The state of the sovereign CDS market today could only be described as one of capitulation. Records for spreads have been broken with regularity in recent days but today they were shattered. This was encapsulated by the Markit iTraxx SovX Western Europe index, which widened by 14.5bp to hit 240bp this morning. Less than two weeks ago it was trading at 186bp, a move of more than 50bp. Unsurprisingly, the turmoil in the sovereign market had a direct impact on the broader credit markets, with the Markit iTraxx Europe widening 6bp to 116bp, its widest level since November 2010.

And, of course, spreads in the peripherals continued to widen into unchartered territory. Greece (1,900bp, +174) went even further into the stratosphere, its spreads touching almost 2,000bp. The disunity within the EU corridors of power, as well as the political and social upheaval in Greece, has shaken the markets. Investors have been alarmed that the two factions – Germany and its allies on one side, France and the ECB on the other – have been unable to reconcile their differences. But news emerging this afternoon suggests they will be given more time.
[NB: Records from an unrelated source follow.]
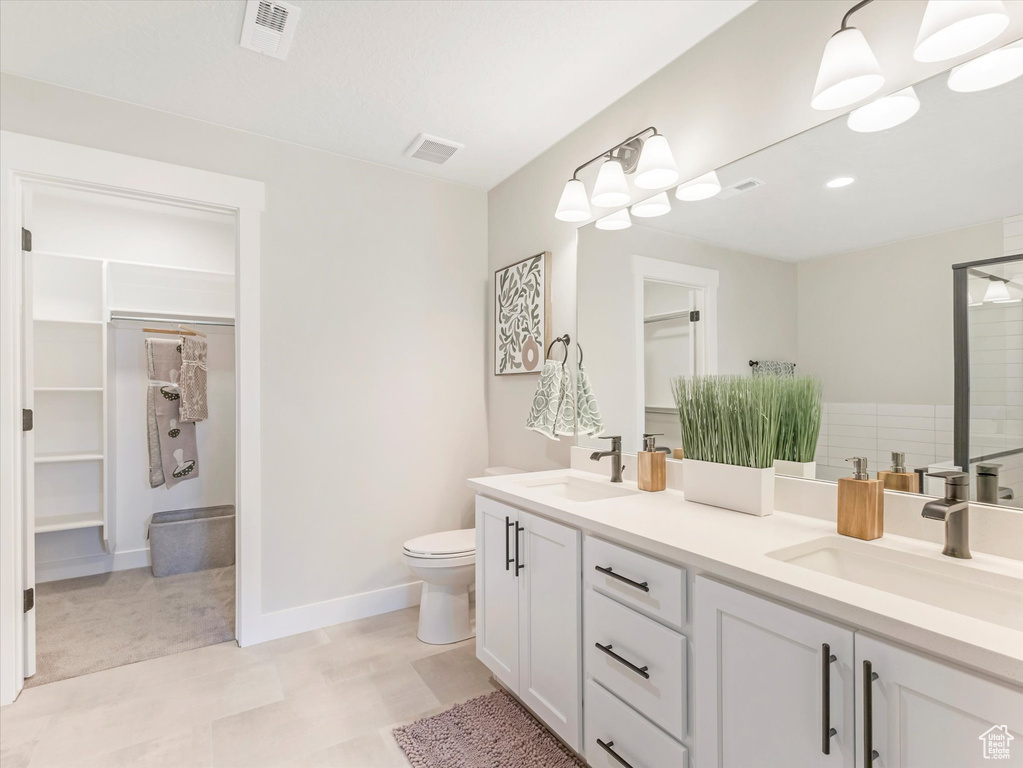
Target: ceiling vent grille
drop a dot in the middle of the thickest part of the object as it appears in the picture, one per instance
(432, 148)
(741, 186)
(269, 27)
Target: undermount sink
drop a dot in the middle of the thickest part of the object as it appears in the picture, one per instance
(575, 489)
(970, 591)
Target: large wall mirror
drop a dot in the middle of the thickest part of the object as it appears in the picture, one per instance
(887, 264)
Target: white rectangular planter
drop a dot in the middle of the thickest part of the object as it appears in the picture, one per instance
(740, 488)
(807, 469)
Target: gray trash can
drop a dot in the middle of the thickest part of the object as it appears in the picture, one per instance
(182, 541)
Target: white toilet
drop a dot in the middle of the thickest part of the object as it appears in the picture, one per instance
(446, 563)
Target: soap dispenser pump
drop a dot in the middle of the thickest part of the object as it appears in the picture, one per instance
(652, 464)
(860, 503)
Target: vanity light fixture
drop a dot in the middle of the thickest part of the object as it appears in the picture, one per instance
(617, 220)
(991, 70)
(699, 188)
(951, 28)
(656, 206)
(885, 113)
(849, 72)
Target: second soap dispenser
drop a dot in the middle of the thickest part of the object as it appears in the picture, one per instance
(652, 464)
(860, 503)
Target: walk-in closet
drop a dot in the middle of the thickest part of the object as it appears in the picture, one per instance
(129, 375)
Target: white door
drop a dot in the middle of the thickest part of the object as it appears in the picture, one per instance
(924, 713)
(762, 672)
(549, 624)
(497, 590)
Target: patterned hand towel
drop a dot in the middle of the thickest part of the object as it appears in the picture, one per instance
(547, 400)
(194, 405)
(588, 420)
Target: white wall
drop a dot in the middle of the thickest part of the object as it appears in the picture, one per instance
(742, 89)
(372, 310)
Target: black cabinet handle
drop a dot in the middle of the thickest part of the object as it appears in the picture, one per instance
(518, 566)
(641, 671)
(870, 754)
(827, 659)
(640, 585)
(606, 746)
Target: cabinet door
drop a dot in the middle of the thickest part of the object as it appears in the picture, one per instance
(549, 620)
(922, 712)
(496, 590)
(761, 674)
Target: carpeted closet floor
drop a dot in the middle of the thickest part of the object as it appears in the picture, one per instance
(98, 622)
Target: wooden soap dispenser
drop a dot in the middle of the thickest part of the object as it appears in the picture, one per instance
(652, 464)
(860, 503)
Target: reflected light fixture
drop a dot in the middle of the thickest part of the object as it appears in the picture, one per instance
(885, 113)
(656, 206)
(849, 72)
(699, 188)
(657, 168)
(988, 71)
(617, 220)
(951, 28)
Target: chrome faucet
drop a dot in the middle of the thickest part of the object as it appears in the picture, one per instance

The FT reported that the EU had reached a deal with the IMF that will see the disbursement of the next EUR12 billion to Greece without an agreement on a new bailout. Previously the IMF had insisted that a bailout agreement was a necessary condition for its cooperation. The news helped spreads recover some ground in the afternoon.

But the recovery was modest, and a closer look at the reported terms of the deal revealed why. EU Commissioner Olli Rehn made it quite clear that the disbursement would not happen if the Greek parliament did not pass new austerity measures agreed by the government last month. Familiarity with the current Greek political situation will show that this is far from a foregone conclusion. The Greek prime minister George Papandreou is fighting for his political life after he failed to forge a government of national unity yesterday. Several senior members of his cabinet have resigned and Papandreou is now facing a no confidence vote. This political instability is heaping even more pressure on Greece from the capital markets, making further spread volatility all but inevitable.

Portugal (810, +21) and Ireland (805bp, +34), the two countries viewed as the next most vulnerable by the markets, also widened sharply. That is now an established pattern given both sovereigns’ reliance on external agencies for funding. But Spain (300bp, +13) saw its spreads widen to over 300bp for the first time since January this year. The Iberian country is widely perceived to have decoupled from the other peripherals, and its spread performance reflects this. However, the plight of Greece and the panic in the sovereign market has brought the risk of contagion to the fore again. This is the real risk that the market fears, and the Spanish CDS is a good a gauge as any of this fear. Investors know that a Spanish bailout would be of a different order altogether to those that have passed thus far. Weak demand for Spain’s bond auction today suggests that the decoupling theory has its doubters.

The recent volatility in the sovereign market has resulted in liquidity being concentrated in the index, i.e. the Markit SovX WE. Volumes were almost twice the monthly average yesterday and its is likely that they are high today. A large positive skew has opened in recent days, again indicative of participants preferring the liquidity of the index to the patchy single names.